というのも日本が戦後の復興で国民総生産を20年で10倍に伸ばしたことは、実は世界的に見てとんでもなく稀なことで人類史上初と言っても過言ではないということを恥ずかしながらつい最近知りました。米ソの冷戦時代にも関わらず軍需関係に全く手を染めずに、ただ技術、モノ作りだけで敗戦国だった日本が経済大国となった。*1これって自分が思っていた以上に凄いことで、「技術立国ニッポン」その一角を担っていた大空電気の誇りでもあるんだろうなぁ…だからこそ大木社長の言葉が響いたんだろう。それで、レンズ磨き40年この人がいなきゃ大空電気を乗っ取る意味がない程の職人が言った「いつから伝統はやぶられなければならなくなったんだ…?」「お金なんて所詮紙切れじゃないか…」
の言葉は本当に心臓を素手で掴まれたようにぎゅっときました。その後に続いた鷲津さんの「世の中の99.9%は金できまる。金でほとんどのことは解決する。だけど残りの0.1%、こればっかりはそうもいかない。…(略)あなたも大空電気全体から見れば部品一個だ、0.1%です。だけどその0.1%がときにはすべてを変えることができる。どういう使われかたをされるのか?そのことによって紙切れ自体の価値がかわる。」も良かったけどね。某タレント女医の「世の中の99%のものは金で買える」という言葉が本当に薄っぺらく感じるほど。
お金が人を変えるのではなくて人が金を変えるんだよなぁ…所詮お金は道具なのだ。
大森南朋さんは今回初めて知ったけど(多分知らない間にドラマかなんかで見たと思うが)なんつうか本人自身が柔らかい風貌しているのもあるんだろうけど、非情に徹することが出来ない弱さが出ていてイイ!でもきちんと非常に徹する場面はスパッと切れそうな冷たい視線で素敵でした。まだ35歳なんだ…てっきり40前後だと思っていた。
松田兄も狂気と排他性を孕んだイっちゃった瞳はもう寒気がしたよ。←この人こういう役やらせたら凄いよなぁ
ああこの中でモノ凄く惜しい感じがするのが紅一点のヒロイン三島由香役の栗山タン…凛とした雰囲気で素敵なんだけど、周りが濃いためにヒロインなのに影が薄く感じる…数少ない女性共演陣の富士眞奈美が強烈だったからなぁ…会社を私物化して傾けさせた女社長という役なのに1本筋が通った迫力は流石でした。


まだ銀行員だった芝野が「借りた物を返さない方が悪い」みたいなこと言っていたのには鼻で笑ったけどな。
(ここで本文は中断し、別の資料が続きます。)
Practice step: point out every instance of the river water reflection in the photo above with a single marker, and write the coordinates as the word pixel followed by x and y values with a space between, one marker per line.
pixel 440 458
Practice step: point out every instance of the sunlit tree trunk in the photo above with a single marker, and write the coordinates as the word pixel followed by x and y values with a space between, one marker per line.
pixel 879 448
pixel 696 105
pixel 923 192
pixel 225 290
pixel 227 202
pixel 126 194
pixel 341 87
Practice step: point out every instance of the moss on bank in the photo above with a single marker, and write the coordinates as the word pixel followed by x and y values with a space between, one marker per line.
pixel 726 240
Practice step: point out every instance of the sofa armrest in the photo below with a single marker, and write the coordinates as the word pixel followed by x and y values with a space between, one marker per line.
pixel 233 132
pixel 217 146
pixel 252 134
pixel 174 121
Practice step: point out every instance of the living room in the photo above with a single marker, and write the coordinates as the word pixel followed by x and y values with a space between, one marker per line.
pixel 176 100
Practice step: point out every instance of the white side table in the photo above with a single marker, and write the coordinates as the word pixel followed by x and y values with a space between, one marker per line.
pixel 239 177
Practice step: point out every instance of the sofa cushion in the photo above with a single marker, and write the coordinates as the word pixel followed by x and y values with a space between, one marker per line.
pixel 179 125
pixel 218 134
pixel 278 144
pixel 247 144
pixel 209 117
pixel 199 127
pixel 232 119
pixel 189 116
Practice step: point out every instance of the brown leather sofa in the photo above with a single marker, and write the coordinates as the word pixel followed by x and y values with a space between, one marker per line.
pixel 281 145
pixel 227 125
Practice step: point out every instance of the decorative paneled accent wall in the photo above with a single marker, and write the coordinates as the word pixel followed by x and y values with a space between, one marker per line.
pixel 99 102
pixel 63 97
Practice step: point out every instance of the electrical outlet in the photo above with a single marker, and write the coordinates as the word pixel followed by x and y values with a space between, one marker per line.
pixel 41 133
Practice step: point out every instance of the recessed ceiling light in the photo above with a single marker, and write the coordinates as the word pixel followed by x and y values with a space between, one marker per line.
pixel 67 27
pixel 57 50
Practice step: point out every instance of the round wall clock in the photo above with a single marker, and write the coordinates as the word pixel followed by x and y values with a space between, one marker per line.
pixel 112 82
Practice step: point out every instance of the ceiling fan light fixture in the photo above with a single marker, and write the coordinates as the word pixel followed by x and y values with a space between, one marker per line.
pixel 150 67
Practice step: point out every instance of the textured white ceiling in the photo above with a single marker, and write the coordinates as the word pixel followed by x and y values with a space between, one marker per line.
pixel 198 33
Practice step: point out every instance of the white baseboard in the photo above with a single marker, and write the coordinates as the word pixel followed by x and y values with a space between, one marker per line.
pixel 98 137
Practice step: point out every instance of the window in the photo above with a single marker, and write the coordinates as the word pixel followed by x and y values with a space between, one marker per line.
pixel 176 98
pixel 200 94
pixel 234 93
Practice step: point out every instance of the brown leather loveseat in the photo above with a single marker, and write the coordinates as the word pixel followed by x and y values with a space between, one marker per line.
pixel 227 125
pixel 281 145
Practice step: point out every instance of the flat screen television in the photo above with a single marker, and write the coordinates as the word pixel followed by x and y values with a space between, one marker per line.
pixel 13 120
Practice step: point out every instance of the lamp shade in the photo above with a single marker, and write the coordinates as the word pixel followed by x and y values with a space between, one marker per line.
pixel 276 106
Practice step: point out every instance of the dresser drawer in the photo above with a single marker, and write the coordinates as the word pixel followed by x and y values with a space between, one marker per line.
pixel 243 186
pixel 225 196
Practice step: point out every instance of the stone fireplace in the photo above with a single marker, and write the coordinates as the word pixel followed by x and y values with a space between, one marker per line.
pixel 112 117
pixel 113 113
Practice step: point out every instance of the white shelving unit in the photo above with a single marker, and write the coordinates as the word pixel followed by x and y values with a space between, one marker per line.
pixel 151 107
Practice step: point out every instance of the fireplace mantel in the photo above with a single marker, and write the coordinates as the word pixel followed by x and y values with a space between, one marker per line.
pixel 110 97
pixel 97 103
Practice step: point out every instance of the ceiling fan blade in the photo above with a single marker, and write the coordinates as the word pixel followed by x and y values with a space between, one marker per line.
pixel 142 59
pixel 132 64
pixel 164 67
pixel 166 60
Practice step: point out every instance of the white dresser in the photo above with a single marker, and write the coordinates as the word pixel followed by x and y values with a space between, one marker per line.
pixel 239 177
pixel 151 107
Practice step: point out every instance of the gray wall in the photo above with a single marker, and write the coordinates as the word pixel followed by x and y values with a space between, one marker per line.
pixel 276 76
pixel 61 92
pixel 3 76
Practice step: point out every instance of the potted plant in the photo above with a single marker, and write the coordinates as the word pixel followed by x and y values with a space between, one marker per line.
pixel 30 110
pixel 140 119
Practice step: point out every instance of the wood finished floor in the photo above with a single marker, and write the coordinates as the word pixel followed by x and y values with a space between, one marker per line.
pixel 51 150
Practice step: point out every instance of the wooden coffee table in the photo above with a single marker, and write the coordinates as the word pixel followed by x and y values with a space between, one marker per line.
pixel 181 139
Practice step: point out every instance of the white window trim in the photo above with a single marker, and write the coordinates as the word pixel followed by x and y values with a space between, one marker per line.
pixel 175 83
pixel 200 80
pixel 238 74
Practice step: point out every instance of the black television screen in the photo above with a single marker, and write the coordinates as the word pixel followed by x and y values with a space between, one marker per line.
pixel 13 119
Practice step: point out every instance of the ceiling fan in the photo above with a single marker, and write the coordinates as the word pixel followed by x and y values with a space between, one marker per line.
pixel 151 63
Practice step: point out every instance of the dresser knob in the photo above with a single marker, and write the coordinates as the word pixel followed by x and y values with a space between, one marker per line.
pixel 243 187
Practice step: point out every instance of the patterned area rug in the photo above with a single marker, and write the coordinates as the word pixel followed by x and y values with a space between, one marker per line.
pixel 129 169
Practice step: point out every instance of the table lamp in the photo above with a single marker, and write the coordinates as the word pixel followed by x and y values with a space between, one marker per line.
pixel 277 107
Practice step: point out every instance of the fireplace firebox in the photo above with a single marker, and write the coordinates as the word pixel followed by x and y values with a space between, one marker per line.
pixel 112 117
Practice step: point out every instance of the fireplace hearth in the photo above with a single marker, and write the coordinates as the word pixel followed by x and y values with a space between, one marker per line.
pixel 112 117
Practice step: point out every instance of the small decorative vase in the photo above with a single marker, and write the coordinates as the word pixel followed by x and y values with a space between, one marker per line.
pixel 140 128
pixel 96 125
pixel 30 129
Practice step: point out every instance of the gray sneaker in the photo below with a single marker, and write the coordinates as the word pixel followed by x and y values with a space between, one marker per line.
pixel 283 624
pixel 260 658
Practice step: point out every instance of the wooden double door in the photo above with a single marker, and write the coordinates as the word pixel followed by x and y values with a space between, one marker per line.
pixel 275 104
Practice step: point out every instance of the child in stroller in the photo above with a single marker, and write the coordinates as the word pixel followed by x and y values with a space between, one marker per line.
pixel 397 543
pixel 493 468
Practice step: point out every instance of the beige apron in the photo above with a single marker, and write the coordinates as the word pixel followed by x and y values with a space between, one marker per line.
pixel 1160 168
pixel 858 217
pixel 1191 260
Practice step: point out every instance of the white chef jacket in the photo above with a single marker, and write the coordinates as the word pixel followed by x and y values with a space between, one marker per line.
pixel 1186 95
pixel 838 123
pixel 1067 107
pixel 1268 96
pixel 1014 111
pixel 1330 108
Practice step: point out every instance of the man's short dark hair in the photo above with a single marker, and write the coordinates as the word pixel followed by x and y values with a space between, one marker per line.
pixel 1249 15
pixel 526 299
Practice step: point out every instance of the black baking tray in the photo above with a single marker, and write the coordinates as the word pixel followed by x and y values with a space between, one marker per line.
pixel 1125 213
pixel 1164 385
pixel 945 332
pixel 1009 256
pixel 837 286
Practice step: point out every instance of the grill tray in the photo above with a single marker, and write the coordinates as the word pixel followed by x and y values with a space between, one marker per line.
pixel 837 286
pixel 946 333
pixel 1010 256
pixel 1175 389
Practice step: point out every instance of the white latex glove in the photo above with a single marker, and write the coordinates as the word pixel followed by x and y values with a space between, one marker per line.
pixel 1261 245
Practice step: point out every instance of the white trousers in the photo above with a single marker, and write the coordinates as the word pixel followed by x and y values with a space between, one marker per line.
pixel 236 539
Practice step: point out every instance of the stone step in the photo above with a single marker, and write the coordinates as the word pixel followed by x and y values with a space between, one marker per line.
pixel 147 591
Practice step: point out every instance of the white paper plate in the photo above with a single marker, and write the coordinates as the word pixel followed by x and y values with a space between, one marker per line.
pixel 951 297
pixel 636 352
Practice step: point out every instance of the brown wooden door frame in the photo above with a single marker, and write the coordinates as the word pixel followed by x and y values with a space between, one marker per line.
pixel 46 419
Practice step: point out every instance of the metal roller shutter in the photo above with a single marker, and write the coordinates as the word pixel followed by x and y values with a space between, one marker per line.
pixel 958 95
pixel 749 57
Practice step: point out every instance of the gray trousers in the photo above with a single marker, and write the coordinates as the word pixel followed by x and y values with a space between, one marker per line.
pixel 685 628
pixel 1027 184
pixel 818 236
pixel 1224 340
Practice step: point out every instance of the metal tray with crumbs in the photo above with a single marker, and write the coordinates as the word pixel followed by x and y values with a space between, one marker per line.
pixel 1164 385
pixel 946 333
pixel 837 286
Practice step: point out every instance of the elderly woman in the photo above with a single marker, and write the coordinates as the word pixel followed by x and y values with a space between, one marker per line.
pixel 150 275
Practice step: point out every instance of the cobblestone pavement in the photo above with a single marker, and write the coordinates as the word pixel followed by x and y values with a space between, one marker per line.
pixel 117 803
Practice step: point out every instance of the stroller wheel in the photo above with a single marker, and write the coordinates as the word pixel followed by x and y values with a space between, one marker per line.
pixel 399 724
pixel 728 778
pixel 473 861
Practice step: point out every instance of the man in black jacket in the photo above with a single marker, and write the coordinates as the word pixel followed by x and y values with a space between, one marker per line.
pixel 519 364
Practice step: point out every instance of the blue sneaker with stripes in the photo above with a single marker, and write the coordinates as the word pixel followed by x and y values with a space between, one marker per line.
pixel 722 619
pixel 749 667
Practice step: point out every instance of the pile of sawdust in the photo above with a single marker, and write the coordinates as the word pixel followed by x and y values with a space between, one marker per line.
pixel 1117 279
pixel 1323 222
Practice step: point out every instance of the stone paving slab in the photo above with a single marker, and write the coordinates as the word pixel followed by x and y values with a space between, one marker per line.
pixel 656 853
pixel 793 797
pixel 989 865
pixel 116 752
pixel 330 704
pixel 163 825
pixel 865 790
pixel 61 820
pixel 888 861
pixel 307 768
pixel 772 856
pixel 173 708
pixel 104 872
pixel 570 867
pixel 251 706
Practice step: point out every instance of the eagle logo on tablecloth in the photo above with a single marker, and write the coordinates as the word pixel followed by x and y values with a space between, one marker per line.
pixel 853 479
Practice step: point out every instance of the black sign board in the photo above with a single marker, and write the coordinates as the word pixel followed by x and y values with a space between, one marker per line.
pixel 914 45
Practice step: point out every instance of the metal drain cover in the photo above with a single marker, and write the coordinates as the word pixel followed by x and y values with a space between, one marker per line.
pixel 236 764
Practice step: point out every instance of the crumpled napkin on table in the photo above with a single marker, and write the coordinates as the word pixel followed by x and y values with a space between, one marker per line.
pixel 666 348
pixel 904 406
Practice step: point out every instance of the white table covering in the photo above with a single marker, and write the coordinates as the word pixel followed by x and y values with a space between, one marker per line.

銀行なんてその貸し渋りをした人達から絞り取った税金で立て直した分際のくせに…しかもそれを一切返していないんだぜ。


しかし…正月早々見たドラマがこれと相棒スペシャルですぜ。相棒は後半しか見てませんが、単なる特番かと思えばいろんな伏線が絡んだ話しらしくて何故最初から見てないんだ自分は…と思いっきり嘆いたよ。
どうしよう、これから新連ドララッシュなのに、なんか他のドラマがちゃちく見えそうで不安…。

*1:なんかこの辺り、レンズ事業部を軍需関連会社が欲しがっていると言うのが、その事を暗喩しているみたいで面白かったです。